A DRIVER involved in a horrific crash which killed three young people had been using his mobile phone seconds before impact, an inquest heard.

Lee Jones was travelling on the wrong side of the road, had been drinking and confessed he was speeding at the time of the accident, the coroner was told.

Jones, a Bournemouth ground worker, phoned a friend and sobbed: "I think I have killed someone," after his car crashed into another containing a group of five volleyball players.

National volleyball champion and former Poole High School pupil Mark Pitman, 18, of Gough Crescent, Poole, died of a ruptured aorta.

Suzanne Manning, a 23-year-old picture editor from London, died of similar injuries and driver James Phillips, 28, an insurance administrator from East London, died of multiple injuries due to blunt trauma.

District coroner Sheriff Payne heard they were travelling with two other women along Queen Anne Drive in Merley in a Renault 19 at about 9pm on Sunday, August 24, last year when it collided with a Rover 620i driven by Lee Jones.

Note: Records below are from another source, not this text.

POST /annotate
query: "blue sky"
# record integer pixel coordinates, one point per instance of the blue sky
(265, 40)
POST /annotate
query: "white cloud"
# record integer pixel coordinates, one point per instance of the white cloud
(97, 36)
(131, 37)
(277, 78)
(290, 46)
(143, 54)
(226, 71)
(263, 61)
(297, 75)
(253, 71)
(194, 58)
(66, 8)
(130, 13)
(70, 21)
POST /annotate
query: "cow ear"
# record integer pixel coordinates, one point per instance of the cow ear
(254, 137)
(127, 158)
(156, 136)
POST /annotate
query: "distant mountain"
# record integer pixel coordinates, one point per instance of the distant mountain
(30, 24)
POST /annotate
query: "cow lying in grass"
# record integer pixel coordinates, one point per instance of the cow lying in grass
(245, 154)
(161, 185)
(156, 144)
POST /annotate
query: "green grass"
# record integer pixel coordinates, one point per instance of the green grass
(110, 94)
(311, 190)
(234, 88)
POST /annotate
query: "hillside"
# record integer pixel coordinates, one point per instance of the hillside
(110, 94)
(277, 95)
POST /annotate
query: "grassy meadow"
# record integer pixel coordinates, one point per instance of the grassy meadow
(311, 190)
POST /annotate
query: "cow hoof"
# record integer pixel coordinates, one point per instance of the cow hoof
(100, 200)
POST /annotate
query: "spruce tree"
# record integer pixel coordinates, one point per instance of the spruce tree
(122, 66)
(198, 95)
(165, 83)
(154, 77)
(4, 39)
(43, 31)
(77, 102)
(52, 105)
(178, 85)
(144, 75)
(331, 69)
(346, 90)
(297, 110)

The Bournemouth inquest was told that Mr Jones had been to a pub and a wine bar earlier in the evening and that his car was more than one metre into the wrong side of the road when the crash took place.

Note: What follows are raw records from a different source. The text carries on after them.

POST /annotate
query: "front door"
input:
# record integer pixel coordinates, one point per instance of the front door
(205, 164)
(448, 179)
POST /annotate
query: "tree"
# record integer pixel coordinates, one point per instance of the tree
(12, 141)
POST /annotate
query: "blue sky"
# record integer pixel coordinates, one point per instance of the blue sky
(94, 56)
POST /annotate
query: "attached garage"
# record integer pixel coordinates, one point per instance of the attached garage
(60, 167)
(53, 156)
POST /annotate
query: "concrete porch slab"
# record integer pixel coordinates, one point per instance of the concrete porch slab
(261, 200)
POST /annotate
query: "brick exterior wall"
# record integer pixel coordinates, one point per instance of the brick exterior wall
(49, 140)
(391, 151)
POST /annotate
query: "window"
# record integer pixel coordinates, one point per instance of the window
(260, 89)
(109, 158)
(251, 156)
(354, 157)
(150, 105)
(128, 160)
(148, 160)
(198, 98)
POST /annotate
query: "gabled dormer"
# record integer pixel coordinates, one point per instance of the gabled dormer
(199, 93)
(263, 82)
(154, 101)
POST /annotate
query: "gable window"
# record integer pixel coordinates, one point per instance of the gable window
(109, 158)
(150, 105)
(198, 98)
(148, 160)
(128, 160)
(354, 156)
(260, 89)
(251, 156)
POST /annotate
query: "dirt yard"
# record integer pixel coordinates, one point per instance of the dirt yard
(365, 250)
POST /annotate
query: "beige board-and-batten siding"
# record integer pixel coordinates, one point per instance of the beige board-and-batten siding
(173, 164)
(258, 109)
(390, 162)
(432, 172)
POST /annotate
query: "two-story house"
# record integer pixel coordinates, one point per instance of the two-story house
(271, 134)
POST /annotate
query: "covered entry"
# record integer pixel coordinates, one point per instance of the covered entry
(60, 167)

Mr Jones' friend and boss Robert Terry, who had been with him earlier, told the coroner he believed Mr Jones had consumed between two and four bottles of Budweiser. A breath test after the accident proved negative.

In an interview with police the following day Mr Jones said he believed he had consumed two bottles of beer and that he was travelling between 50 and 60 mph. Queen Anne Drive has a 40mph limit.

He said he did not remember using his mobile phone while driving but checks with mobile networks revealed he called his boss just 36 seconds before the first 999 call to report the accident.

The occupants of the Renault, who had been taking part in the Poole Festival of Volleyball over the Bank Holiday weekend, were on their way back to their camp site at Canford Magna when tragedy struck.

Survivor Sorrel Davies tearfully told the packed inquest that James Phillips, her boyfriend, was driving "very steadily and carefully".

Andrew Beckett, a Bournemouth software engineer who was travelling in front of the Renault told the inquest the Rover "did not seem to be in control" as it travelled towards them.

"He was certainly going faster than the speed limit. I heard a crash behind me," he said.

The coroner was told that Mr Jones was arrested on suspicion of causing death by dangerous driving but has since been charged with careless driving. The case has yet to come to court.

Recording a verdict that all three victims died as a result of a road traffic collison, Mr Payne said of the verdict: "It does not expose the full horror of what happened.

"It would appear that Mr Jones was virtually on the wrong side of the road.

"He does not really admit that he made the phone call at all but it is apparent that he must have done."